Text
Peraturan perundang-undangan hak cipta, paten dan merek
Sebagaimana diketahui pada akhir Maret 1997 produk perundangan di bidang HAKI (Hak Atas Kekayaan Intelektual), yakni UU Hak Cipta, UU Paten, dan UU Merek telah disempurnakan dan disesuaikan dengan kesepakatan GATT (Perjanjian Umum tentang Tarif dan Perdagangan) yang sudah diratifikasi oleh 108 negara termasuk Indonesia. Selain itu, Pemerintah Indonesia akan menyiapkan UU tentang rahasia dagang (Trade Secrets) desain produk industri (Industrial Designs), dan lingkaran Elektronika Terpadu (Integrated Circuit/IC). untuk menghadapi dunia globalisasi ekonomi yang akan disongsong pada tahun 2000.

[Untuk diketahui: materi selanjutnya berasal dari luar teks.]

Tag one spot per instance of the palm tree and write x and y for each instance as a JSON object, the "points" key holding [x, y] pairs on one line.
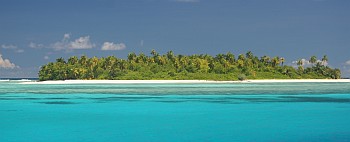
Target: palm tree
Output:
{"points": [[282, 61], [300, 62], [249, 55], [83, 60], [73, 60]]}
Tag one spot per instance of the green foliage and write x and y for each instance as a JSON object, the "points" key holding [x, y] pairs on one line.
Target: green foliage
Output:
{"points": [[182, 67]]}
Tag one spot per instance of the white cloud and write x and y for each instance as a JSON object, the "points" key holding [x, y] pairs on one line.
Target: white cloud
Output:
{"points": [[80, 43], [6, 63], [186, 0], [34, 45], [113, 46], [347, 63], [66, 36], [8, 46], [141, 43], [12, 47], [19, 51]]}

Sebagai negara berkembang yang berhasil mengembangkan industri, Indonesia wajib menghormati tata krama sistem perdagangan internasional. Karena itu konsekuensi persetujuan GATT juga harus diindahkan oleh Negara Indonesia.
Penyesuaian Perundangan HAKI dengan kesepakatan GATT meliputi jangka waktu perlindungan terhadap paten dan hak cipta. Pada UU Paten, Pemerintah memberi perlindungan terhadap paten selama 14 tahun dan bisa diperpanjang satu kali selama dua tahun. Padahal dalam GATT, perlindungan terhadap paten minimum diberikan 20 tahun.

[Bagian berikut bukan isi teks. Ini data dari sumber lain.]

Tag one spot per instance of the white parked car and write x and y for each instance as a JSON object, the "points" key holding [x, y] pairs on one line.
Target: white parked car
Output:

Demikian juga penyesuaian yang dilakukan terhadap UU Hak Cipta yang memberikan perlindungan terhadap karya cipta selama 25 tahun, sementara kesepakatan GATT ditetapkan minimum 50 tahun.
Ketiadaan kesamaan jangka waktu dalam perlindungan hukum jelas tidak akan mengakibatkan adanya harmonisasi hukum diantara negara-negara peserta GATT. Karena suatu karya ataupun suatu invention yang seharusnya di negara penemu akan diproteksi jangka waktu yang lebih lama, akan tetapi bilamana berhadapan dengan negara yang jangka waktu proteksinya lebih minim, maka suatu karya atau invention akan diperlakukan sama dengan negara yang ditujunya. Sebab negara yang akan dituju akan menganggap bahwa adanya National Treatment dalam hal ini.